Sean Penn interview helped find drug lord
Top officials in the party of President Enrique Pena Nieto also floated the idea of extradition, which they had flatly ruled out before Guzman’s embarrassing escape from Mexico’s top maximum security prison on July 11 – his second from a Mexican prison.
On Sunday, Interpol served two extradition warrants, the Mexican attorney general’s office said, kick-starting the latest attempt to have Guzman face USA justice for the hundreds of tonnes of cocaine, methamphetamine and heroin he has exported across the border.
Guzman is charged with smuggling vast amounts of drugs into several USA states.
Guzman, who was named Public Enemy Number One by the Chicago Crime Commission in 2013, has been indicted by at least seven United States federal district courts.
His attorney has vowed to challenge the extradition.
“He shouldn’t be extradited because Mexico has a fair Constitution”, Badillo told reporters outside the Altiplano prison near Mexico City, where Guzman was sent following his arrest. A tank is stationed outside the prison.
Analysts say the government should extradite Guzman instead of taking the risk of losing him again.
To land the interview, Penn says, he rode “on the coattails of El Chapo’s faith in Kate”, the Mexican soap opera star who once played a drug baron and had caught Guzman’s attention.

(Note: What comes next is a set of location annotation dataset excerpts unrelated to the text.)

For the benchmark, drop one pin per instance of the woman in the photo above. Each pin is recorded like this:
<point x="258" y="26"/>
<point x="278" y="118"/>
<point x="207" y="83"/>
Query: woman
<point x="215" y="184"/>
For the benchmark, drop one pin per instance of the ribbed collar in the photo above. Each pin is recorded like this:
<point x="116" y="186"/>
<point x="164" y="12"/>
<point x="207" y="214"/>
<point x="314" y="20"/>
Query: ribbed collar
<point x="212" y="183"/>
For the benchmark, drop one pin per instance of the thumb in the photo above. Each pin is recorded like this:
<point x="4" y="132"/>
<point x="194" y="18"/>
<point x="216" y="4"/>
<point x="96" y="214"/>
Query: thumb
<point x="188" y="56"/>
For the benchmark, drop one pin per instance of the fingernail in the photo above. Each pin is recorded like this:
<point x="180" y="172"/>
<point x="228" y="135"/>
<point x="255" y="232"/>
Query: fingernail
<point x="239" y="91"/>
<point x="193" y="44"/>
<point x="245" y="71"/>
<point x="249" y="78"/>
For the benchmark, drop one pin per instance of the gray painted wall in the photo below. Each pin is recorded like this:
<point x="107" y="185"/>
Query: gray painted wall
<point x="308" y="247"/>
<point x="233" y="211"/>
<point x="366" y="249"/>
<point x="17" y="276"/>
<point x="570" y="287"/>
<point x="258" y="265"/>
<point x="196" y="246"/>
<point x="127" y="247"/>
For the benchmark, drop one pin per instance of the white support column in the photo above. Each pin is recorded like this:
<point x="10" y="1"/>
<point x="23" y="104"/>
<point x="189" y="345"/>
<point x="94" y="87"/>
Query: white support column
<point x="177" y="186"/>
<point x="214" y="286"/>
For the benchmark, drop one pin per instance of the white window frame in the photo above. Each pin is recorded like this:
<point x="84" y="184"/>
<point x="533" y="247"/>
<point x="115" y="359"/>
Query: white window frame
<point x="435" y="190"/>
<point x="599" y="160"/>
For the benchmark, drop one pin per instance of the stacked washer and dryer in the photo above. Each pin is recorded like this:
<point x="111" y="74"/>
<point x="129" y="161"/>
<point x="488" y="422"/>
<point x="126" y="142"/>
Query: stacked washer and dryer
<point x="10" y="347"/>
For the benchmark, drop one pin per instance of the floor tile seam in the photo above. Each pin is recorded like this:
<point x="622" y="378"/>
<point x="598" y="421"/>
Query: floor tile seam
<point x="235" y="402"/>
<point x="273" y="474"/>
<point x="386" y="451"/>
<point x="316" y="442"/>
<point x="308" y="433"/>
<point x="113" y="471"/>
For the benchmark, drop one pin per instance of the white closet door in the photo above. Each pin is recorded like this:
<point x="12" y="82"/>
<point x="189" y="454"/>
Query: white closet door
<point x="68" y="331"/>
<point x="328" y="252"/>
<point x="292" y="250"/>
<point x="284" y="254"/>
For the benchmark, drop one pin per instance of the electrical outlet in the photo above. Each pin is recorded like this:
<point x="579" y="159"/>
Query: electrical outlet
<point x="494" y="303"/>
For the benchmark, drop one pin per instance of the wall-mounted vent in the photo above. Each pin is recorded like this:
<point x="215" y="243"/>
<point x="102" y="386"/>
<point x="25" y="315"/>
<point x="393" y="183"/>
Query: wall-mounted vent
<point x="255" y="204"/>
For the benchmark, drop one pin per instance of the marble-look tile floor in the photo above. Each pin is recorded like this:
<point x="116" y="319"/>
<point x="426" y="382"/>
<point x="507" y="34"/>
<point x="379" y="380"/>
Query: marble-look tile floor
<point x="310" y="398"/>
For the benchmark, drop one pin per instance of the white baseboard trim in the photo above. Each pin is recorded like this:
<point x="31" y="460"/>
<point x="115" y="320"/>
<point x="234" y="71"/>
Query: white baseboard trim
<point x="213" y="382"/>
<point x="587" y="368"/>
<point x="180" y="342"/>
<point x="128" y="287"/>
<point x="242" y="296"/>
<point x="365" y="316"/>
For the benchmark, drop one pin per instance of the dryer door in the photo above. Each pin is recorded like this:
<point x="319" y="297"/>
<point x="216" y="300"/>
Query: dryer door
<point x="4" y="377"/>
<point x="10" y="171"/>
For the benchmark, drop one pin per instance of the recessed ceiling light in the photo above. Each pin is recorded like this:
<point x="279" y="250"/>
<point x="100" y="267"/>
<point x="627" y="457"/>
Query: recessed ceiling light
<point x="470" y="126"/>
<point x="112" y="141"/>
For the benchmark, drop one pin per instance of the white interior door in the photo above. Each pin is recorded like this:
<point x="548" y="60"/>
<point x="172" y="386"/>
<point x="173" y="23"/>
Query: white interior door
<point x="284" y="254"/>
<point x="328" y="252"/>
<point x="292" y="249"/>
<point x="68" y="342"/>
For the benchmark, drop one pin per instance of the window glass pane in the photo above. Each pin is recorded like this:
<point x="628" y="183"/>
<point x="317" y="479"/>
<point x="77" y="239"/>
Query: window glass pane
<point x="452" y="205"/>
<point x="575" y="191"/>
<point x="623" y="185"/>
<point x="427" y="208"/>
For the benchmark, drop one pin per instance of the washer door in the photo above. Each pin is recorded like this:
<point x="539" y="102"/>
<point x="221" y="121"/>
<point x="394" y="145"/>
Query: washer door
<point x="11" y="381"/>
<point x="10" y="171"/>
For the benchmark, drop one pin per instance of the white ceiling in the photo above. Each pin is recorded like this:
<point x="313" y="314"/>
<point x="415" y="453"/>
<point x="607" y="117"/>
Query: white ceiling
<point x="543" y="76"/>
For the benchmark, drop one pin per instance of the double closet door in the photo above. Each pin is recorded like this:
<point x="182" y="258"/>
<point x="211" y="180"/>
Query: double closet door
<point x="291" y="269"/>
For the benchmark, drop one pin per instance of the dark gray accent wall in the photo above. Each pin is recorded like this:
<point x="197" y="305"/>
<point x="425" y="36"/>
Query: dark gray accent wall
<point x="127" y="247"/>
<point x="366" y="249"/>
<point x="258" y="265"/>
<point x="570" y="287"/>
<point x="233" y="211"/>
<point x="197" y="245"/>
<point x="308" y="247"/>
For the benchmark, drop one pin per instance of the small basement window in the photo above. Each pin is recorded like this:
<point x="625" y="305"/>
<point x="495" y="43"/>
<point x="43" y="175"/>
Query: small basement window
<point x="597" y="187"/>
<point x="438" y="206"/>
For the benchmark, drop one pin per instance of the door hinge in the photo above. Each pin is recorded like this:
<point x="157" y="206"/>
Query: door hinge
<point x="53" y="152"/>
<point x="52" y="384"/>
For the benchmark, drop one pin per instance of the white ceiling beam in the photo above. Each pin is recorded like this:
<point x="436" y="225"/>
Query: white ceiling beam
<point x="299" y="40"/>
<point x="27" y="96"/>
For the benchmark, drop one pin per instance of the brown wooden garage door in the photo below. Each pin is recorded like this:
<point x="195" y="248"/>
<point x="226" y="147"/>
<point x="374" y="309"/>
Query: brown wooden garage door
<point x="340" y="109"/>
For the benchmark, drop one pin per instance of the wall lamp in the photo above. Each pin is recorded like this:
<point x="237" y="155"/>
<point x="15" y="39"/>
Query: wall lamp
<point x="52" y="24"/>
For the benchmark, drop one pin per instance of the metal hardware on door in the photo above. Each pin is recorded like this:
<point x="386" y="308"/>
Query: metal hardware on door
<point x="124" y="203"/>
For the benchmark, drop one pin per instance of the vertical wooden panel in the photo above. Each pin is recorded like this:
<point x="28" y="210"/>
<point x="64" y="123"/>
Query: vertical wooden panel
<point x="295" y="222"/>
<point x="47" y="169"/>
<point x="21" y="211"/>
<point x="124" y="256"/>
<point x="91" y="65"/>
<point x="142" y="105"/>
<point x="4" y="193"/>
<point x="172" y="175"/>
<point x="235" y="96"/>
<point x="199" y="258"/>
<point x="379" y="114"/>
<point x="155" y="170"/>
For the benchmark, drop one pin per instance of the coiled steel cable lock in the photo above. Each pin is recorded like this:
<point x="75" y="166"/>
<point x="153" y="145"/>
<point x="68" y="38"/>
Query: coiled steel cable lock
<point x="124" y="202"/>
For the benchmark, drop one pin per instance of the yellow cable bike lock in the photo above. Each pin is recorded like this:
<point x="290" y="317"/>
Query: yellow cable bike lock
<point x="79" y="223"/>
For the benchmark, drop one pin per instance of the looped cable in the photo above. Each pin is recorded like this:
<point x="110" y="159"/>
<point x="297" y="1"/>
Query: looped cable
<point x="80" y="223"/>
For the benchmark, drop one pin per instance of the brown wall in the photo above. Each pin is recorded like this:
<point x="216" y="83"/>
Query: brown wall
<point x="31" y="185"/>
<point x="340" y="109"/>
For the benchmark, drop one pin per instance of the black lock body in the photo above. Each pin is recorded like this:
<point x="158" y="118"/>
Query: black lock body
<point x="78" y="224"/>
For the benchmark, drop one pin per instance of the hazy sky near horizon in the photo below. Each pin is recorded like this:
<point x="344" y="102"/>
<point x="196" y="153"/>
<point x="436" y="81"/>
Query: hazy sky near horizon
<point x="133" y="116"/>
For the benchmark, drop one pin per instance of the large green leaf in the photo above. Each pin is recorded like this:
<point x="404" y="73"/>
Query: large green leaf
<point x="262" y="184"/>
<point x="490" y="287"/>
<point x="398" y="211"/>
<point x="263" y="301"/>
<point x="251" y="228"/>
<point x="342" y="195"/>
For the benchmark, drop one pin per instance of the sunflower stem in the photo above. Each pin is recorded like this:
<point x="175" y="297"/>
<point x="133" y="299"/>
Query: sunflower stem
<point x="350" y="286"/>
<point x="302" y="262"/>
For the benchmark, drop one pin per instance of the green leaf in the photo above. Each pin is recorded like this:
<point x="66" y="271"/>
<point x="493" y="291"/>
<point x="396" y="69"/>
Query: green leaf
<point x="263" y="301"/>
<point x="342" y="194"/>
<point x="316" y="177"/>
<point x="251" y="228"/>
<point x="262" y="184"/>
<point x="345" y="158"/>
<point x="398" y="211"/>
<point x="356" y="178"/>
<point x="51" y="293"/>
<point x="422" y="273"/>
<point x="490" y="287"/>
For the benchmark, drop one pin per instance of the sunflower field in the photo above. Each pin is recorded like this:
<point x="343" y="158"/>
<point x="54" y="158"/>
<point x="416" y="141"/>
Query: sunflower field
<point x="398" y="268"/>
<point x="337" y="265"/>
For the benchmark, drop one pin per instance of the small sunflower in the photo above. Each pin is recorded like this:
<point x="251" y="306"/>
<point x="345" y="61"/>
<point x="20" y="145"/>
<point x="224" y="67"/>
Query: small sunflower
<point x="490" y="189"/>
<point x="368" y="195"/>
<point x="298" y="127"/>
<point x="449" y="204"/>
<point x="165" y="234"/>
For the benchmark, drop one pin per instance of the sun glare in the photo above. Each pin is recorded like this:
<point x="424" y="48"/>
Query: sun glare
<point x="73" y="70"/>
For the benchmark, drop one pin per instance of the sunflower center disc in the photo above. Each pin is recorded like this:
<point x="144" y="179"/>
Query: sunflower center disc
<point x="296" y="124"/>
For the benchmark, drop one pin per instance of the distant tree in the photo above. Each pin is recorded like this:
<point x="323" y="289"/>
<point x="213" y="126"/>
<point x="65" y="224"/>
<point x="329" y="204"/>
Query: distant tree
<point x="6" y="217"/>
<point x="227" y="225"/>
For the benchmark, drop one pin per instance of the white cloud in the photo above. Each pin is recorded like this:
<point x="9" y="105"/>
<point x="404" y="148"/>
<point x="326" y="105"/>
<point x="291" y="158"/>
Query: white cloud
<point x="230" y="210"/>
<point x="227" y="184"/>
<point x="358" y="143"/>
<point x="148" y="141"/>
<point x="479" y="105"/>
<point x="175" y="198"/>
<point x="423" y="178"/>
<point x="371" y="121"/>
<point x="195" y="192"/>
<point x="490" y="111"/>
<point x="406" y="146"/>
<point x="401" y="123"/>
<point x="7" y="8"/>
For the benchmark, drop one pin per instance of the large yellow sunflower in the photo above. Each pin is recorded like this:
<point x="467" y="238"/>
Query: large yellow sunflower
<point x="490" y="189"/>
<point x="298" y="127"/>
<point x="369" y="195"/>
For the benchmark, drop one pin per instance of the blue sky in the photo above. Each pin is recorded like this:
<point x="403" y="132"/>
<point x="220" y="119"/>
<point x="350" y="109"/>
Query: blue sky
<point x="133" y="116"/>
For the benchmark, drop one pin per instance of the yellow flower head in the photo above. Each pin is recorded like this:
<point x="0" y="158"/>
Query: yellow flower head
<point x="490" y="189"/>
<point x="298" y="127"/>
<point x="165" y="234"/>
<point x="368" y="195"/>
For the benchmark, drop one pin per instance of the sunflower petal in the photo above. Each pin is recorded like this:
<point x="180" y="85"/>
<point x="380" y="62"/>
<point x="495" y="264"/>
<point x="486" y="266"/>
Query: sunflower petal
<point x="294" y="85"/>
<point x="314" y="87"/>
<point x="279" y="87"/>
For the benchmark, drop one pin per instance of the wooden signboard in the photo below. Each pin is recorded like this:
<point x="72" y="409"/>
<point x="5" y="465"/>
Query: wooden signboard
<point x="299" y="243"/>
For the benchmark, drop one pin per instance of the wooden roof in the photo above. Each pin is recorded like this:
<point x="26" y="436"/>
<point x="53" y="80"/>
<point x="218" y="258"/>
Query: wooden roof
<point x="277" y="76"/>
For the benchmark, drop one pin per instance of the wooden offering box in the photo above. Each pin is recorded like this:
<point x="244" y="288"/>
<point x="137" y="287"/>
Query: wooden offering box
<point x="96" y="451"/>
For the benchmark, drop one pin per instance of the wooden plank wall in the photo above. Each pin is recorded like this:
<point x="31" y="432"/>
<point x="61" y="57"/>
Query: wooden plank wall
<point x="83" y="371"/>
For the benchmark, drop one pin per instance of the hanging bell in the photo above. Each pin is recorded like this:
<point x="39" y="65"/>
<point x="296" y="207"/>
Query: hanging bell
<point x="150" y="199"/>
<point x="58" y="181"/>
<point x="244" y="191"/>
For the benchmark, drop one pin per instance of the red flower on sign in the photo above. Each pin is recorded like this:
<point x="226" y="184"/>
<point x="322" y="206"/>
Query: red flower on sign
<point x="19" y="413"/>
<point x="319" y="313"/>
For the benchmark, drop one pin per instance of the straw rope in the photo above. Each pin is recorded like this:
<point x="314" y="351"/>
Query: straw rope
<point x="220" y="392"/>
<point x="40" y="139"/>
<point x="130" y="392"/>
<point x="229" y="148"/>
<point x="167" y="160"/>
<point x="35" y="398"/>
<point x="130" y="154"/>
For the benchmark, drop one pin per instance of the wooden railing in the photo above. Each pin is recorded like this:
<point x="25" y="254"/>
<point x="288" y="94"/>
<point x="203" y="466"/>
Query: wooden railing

“That can take weeks or months, and that delays the extradition”, he said on condition of anonymity because he was not authorized to comment.
Rolling Stone touted the interview via Twitter Sunday, posting “Read Sean Penn’s account of his secret visit with El Chapo, before the drug lord’s recapture”.
“It poses a lot of very interesting questions both for him and for others involved in this-so-called interview, so we’ll see what happens on that – I’m not going to get ahead of it”, McDonough told CNN.
Penn secretly interviewed Guzman in October when the fugitive drug kingpin was being hunted by authorities following his jail break in July, according to an article the actor published Saturday in Rolling Stone magazine.
Guzman was recaptured Friday in the city of Los Mochis in his home state of Sinaloa after a shootout that killed five of his associates and wounded one marine.
Attorney General Arely Gomez said on Friday that Guzman had met with unnamed actors and producers to discuss making a biopic about himself and that it was part of a “new line of investigation”.
According to sources, Penn will not face any legal charges over the interview.
There’s a man from right here in New Mexico who has really become the authority on all things “El Chapo”.
Marco Rubio, one of the Republicans standing for his party’s nomination for the White House, summed up the interview as “grotesque”.
Marty Baron, executive editor of the Washington Post, posted a link to an investigative story on how drug traffickers bully journalists into censorship.
As it turns out, authorities in the area used Sean’s interview to help them refine their search for the cartel boss, so they were better able to track him.